Review - Super Hamlet 64

The Defective Inspector tore himself away from the computer screen for a day to go to a play... about video games, as he watched Super Hamlet 64 by Edward Day...

Okay, so here was the situation. I was sitting on my ass (very normal) playing the most recent game trying to work out how to make it Twitch. I then get contacted by the mighty boss of AlbieMedia and they tell me someone is doing a play about games… And Hamlet… In Bristol. Considering the only culture in my life was forming in the fridge I was confuse, but I also intrigued…. So, I decided to go see how good a mash-up of games and Shakespeare could be, I am so glad I did.

I trucked up to a small micro-theatre located in the posher corner of Bristol. On a hot summer’s day, I slide into this 30-odd seat theatre with limited air conditioning. Displayed before me a barrage of pixels and retro-bleep music acting as a loading screen before the show began. You can tell the audience was split in the room. I could hear people behind me trying to identify all the video game references before the show even started while the other spoke in an aristocratic accent. This divide in target audience was my biggest worry, despite some cliff note revision of my Year 10 English homework I had little to go on when it came to Hamlet. I was worried for Edward Day, he had created something which was potentially very polar.

So how did the show go? Super Hamlet 64 was a one-man show with Day using clever screen work and a Wii remote to progress the story and plot. Using pre-recorded footage, a single projector (with multiple screens) and an abundance of energy Day was able to express the story of Hamlet through a gamer-like lens. What I am saying is the plot was loosely the same as Hamlet but with some creative freedom when using video game references. For example, Hamlet’s father (traditionally called ‘the Ghost’) was played by Mario with an appropriately ludicrous accent while the new King Claudius was played by Luigi, with an equally ludicrous accent. Being a lover of games I spotted an abundance of references from start to finish. Could I name them all? Yes, but frankly I don’t have the word count or time to do so. Luckily, they were not too diverting when it came to Hamlet itself. With the exclusion of the ending (which I WILL NOT ruin) the story is relatively similar. The death of a Father figure, the madness of Hamlet and so forth… It’s all pretty close in a strange pixelated way. What really hooked me was neither the games or the Shakespeare, but instead it was Edward himself.

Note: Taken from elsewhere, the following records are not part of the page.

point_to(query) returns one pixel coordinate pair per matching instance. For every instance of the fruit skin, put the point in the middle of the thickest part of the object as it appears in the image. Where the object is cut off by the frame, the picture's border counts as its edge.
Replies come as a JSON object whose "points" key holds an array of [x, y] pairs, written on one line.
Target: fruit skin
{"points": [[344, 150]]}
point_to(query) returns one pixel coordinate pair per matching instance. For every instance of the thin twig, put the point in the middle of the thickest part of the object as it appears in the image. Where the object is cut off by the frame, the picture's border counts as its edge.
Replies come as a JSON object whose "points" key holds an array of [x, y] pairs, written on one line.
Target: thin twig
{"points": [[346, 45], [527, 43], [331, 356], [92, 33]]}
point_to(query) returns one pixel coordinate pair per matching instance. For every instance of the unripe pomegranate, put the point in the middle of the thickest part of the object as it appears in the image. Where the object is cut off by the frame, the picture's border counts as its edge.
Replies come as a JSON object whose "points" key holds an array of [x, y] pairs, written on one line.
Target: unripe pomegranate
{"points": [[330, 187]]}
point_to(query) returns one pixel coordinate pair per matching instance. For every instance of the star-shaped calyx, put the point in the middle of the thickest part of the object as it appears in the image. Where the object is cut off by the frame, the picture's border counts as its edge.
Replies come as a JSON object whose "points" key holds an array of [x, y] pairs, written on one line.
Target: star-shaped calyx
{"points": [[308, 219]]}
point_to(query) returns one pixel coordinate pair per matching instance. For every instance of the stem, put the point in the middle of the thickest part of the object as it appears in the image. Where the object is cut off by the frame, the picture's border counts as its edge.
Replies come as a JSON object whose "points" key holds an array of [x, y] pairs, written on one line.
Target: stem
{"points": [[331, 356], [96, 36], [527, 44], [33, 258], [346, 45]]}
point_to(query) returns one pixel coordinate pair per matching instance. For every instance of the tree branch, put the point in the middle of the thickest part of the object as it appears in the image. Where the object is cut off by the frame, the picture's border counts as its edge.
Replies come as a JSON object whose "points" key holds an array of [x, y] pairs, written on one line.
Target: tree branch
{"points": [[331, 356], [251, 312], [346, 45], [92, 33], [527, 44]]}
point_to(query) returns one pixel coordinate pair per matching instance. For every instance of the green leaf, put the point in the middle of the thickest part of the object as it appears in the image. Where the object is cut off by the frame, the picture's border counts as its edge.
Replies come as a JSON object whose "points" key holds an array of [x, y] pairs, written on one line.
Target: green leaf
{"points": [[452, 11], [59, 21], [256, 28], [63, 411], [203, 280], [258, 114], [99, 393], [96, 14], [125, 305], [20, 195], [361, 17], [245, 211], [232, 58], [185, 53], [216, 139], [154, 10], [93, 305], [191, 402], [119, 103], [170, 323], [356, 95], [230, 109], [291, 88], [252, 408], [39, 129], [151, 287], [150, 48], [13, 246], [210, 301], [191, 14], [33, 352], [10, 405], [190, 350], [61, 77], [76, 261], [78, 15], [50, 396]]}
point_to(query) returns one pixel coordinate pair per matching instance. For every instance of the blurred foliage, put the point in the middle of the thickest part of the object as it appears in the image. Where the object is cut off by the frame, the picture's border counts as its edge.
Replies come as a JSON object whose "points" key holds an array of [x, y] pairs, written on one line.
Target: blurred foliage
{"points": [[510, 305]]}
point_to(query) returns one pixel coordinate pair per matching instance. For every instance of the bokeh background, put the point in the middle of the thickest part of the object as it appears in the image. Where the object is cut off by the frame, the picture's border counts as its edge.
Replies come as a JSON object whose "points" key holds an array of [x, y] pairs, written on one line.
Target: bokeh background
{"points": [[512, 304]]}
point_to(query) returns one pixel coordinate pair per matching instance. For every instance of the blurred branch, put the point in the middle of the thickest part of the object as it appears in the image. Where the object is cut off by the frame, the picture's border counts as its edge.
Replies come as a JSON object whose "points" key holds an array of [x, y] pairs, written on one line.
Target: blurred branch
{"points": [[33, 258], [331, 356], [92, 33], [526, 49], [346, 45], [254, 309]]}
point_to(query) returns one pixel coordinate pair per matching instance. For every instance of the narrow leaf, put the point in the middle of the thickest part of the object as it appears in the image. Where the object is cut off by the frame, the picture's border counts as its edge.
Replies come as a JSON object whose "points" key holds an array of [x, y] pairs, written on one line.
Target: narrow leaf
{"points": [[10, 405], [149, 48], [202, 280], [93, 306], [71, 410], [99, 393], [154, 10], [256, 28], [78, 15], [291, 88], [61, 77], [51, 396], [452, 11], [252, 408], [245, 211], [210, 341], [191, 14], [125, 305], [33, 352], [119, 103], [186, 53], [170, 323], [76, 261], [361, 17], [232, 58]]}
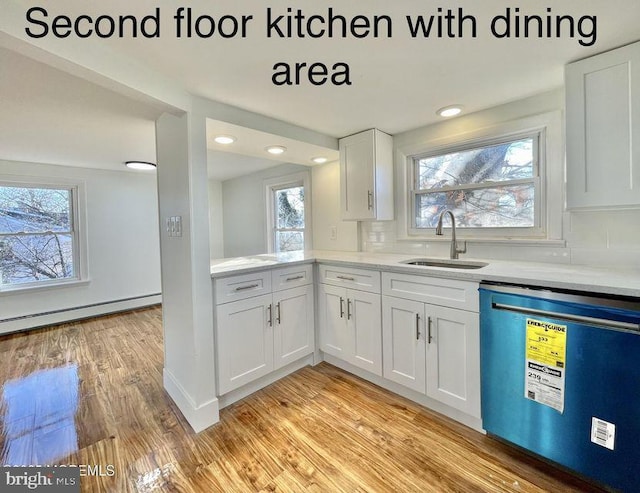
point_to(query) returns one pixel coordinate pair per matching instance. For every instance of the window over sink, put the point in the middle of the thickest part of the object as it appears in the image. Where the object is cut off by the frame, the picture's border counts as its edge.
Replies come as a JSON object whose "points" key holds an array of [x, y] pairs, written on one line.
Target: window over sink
{"points": [[503, 182], [485, 185]]}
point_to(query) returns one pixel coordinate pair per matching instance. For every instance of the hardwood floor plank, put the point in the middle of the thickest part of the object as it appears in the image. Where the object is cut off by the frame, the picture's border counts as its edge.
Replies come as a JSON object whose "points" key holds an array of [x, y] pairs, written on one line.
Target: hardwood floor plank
{"points": [[317, 430]]}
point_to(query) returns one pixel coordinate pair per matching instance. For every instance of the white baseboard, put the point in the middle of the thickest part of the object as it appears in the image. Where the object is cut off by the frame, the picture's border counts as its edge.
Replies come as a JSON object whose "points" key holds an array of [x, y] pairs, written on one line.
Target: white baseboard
{"points": [[199, 417], [17, 324], [248, 389]]}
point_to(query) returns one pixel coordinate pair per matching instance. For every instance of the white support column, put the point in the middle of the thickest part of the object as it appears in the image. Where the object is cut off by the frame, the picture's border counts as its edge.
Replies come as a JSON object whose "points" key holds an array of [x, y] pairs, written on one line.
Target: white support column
{"points": [[189, 369]]}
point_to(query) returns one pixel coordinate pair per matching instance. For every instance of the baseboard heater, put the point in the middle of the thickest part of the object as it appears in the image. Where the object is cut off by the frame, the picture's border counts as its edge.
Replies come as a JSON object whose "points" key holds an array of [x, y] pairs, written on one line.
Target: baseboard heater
{"points": [[35, 320]]}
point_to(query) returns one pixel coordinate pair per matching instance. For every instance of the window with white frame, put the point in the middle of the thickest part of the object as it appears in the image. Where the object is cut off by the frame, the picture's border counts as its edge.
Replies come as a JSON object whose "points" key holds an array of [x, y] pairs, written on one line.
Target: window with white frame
{"points": [[288, 213], [39, 242], [490, 185]]}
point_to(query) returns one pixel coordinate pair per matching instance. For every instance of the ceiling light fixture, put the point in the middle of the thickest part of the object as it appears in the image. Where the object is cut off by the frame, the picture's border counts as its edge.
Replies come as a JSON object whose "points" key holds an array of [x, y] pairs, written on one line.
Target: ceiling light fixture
{"points": [[140, 165], [275, 149], [224, 139], [449, 111]]}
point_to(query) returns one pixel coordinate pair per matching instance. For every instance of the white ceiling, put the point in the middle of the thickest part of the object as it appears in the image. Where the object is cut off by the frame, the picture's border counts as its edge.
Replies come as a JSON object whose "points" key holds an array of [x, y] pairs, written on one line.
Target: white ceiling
{"points": [[248, 155], [397, 83], [49, 116]]}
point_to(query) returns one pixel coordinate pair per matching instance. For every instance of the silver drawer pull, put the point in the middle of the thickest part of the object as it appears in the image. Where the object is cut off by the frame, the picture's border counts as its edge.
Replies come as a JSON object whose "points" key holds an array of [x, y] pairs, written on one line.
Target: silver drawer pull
{"points": [[250, 286], [345, 278]]}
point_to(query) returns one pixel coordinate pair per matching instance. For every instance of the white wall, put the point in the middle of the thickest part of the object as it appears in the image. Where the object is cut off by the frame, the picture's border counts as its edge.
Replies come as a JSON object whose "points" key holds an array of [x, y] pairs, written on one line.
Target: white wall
{"points": [[216, 220], [244, 210], [325, 190], [123, 247]]}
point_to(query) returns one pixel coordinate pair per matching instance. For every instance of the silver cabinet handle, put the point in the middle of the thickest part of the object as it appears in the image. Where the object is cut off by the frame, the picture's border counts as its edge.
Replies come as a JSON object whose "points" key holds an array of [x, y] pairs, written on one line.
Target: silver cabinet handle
{"points": [[249, 286], [345, 278], [599, 322]]}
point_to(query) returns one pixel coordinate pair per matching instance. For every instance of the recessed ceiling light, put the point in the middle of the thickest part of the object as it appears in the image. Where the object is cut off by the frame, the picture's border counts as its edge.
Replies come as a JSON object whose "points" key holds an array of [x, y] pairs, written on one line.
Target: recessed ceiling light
{"points": [[142, 165], [449, 111], [275, 149], [224, 139]]}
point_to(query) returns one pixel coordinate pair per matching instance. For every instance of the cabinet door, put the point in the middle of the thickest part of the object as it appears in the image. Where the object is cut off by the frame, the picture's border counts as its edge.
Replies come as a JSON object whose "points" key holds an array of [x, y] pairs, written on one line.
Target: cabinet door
{"points": [[603, 133], [365, 329], [453, 358], [331, 317], [244, 342], [404, 342], [357, 175], [293, 324]]}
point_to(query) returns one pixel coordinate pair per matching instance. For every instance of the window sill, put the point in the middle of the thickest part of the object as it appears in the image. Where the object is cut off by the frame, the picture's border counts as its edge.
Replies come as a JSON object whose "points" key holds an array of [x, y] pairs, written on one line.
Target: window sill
{"points": [[487, 241], [53, 285]]}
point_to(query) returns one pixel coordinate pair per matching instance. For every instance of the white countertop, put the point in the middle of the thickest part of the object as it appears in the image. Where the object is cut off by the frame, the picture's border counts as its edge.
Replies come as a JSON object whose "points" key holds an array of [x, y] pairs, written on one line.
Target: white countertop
{"points": [[560, 276]]}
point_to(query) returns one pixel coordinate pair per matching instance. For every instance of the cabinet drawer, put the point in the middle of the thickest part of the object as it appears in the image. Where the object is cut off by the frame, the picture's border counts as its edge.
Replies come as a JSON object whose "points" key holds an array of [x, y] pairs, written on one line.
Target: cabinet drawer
{"points": [[241, 287], [291, 277], [362, 279], [445, 292]]}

Day was a rubbery appendage, highly energetic, innovator who somehow mixed two very different worlds without being excessively ridiculous. Lovingly Day provides a few of his songs from the show for your viewing pleasure, but the context and dramatic effect is truly lost without being there in person. What’s worth coming for however is still Edward; he has a musical talent worth acknowledging and enough acting skills to carry a show alone. Beyond video games and Hamlet, Day also injects a lot of himself into the show occasionally making clear references to his own life and thoughts on the world. It can get a bit deep, bordering on ostentatious, but seeing into the actor’s mind was a welcomed change to most theatre productions I see. The battles with mental health, the question of life choices, all touched on gingerly as to not lose momentum. While there is a lot going on I never felt the focus was split. The Bard, Gamer and Edward elements of the production intermeshed together like a well-constructed bastion rather than a deck of cards, and that must be commended. A lesser man would pander to one audience excessively for attention, but Edward doesn’t comprise, the show is as it should be and he knows it.

But I am a reviewer, I must be critical occasionally and I had a few notes. One criticism, which is a given, is without reading through my ol’ Hamlet homework I don’t think I would have gotten all the references. Remember those two audiences I mentioned? You could hear the upper-crust guffaw during Bard references and the gamers fall silent. Vice versa also occurred when Crash Bandicoot started goofily quoting segments of the play. While it can enjoyable for many audiences I can imagine some getting lost in the mixture and become disengaged. Too often the show portrays the wacky alongside the serious and it was difficult to may them both together and it could leave the audience unsure about how to digest the content. For example, there was a scene where audience participation was encouraged, and it didn’t go as well as Edward expected. I spoke to him post-show and he agreed it was a less rowdy group compared to the norm and usually the silliness of fake-shooting a front-row observer was well received. It may have been “one of those nights” but I can only comment on what I saw. There is also the threat of changing too much about Hamlet to make the plot fit, while I loved the ending (clever, smart, emotional, funny) I imagine some people cursing Edward for sacrilege.

Even with these thoughts in mind, I’d recommend anyone with interest in Hamlet or games to give it a try. The originality alone is worthy of consideration but if you include the skills portrayed by Edward, both during the performance and in its ultimate assembly, it’s something you need to see to believe. While there is a chance of periodic head scratching I think the well balanced, highly entertaining and very original concept is enough for anyone to enjoy. I would love to see what other projects Edward has for the future, his creative flare is something worth following.